Disclaimer: This post is from , a satirical site about healthcare.

Citing slow load times, confusing menu structure, and overall frustration with the user interface, St. Ethelbert's Hospital in New York City has announced that the old electronic health record (EHR) will be replaced with a new state of the art binder-based system, in which a so-called "paper chart" is kept for each patient.

The new system, the brainchild of prominent New York internist Brent Shelby, MD, was developed to improve the efficiency of workflow on the wards and to cut down on the burden of useless auto-populated information that currently makes up approximately 95% of every clinical note in the EHR.

"I found that I was spending up to 30 minutes trying to cut and paste together a decent medical history from 12 different outpatient encounters in the EHR," stated Dr. Shelby as he scrolled through a typical patient's medical record.

"Take this consult note, for example. It's nothing but a negative allergy history, a list of expired medications, and religious preference. I don't think the doc actually wrote anything."

According to Shelby, the chart will provide instantaneous access for ordering medications, an improvement on the approximately 15 minutes it currently takes to log in, pull up a patient by searching the floor census, accessing the current visit, searching the order database, entering the order, selecting a dose range, selecting an administration time and stop date, submitting the order, approving the allergy override, clicking "Yes" to "Are you sure?" and finally a 20-second period of waiting for the hourglass to vanish.

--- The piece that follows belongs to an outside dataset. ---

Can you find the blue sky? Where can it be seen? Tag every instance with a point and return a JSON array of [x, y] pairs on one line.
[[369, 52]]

In contrast, with the new system, a physician will open the chart and write "Tylenol 500 mg PO now," close the chart, and place a flag up to indicate an order has been placed.

So far, nursing and residents have been very pleased with the new system.

"Well, I don't need to go up to the neurosurg call room anymore to use the one computer that works," said intern Jeb Kowalski. "Plus, it takes less time to physically copy from yesterday's note than it does to cut and paste in that slow-ass EHR."

Floor nurse Jennifer Wilks agreed: "Yes, now there's no electronic evidence that I didn't follow a stupid order from that moron intern Kowalski. I just rip out the page of orders I don't like, and no one ever knows. It's awesome."

At press time, several physicians we observed were throwing their office computers out the window and dancing ecstatically in the hallway.